Escalopes de foie gras
poêlées aux coings

Ingrédients pour 4 personnes

  • 4 tranches de foie gras de canard cru
    (1 cm d’épaisseur)
  • 2 coings
  • 100 g de sucre
  • 1 dl de vinaigre de vin rouge
  • 2 bâtons de cannelle
  • 2 étoiles de badiane (anis étoilé)
  • cardamome
  • 1 cs de farine
  • 30 g de beurre
  • sel et poivre du moulin

Marche à suivre

  • Commencez par peler, épépiner et coupez les coings en quartiers. Po­chez-les dans une casserole d’eau bouillante avec la cannelle, la badiane et la cardamome. Laissez bouillir les quartiers de coing jusqu’à ce qu’ils soient bien tendres.
  • D’autre part, faites chauffer le sucre dans une casserole à fond épais, à feu très doux, tout en remuant.
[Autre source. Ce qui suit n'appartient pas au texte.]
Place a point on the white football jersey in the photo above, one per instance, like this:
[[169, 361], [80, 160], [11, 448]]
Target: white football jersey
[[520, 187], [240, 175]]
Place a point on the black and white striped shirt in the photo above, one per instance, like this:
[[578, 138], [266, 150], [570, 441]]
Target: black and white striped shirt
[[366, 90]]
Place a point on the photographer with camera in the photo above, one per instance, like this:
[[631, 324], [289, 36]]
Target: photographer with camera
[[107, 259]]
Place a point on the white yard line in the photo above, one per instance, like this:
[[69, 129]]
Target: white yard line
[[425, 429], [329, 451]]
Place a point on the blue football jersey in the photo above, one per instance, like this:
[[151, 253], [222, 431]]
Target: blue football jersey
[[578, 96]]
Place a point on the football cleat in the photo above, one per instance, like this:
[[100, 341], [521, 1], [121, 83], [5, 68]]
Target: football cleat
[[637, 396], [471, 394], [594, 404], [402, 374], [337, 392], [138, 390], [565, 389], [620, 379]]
Dès qu’il devient liquide et prend une couleur blonde, ajoutez le vinaigre de vin rouge et laissez chauffer jusqu’à ce que le tout soit de nouveau liquide. Ajoutez les quartiers de coings et réservez hors du feu.
  • Salez et poivrez les escalopes de foie gras, puis farinez-les. Poêlez ces tran­ches dans du beurre 1 minute de chaque côté. Disposez les quartiers de coings sur chaque assiette avec 1 escalope de foie gras poêlée et nappez le tout du caramel vinaigré.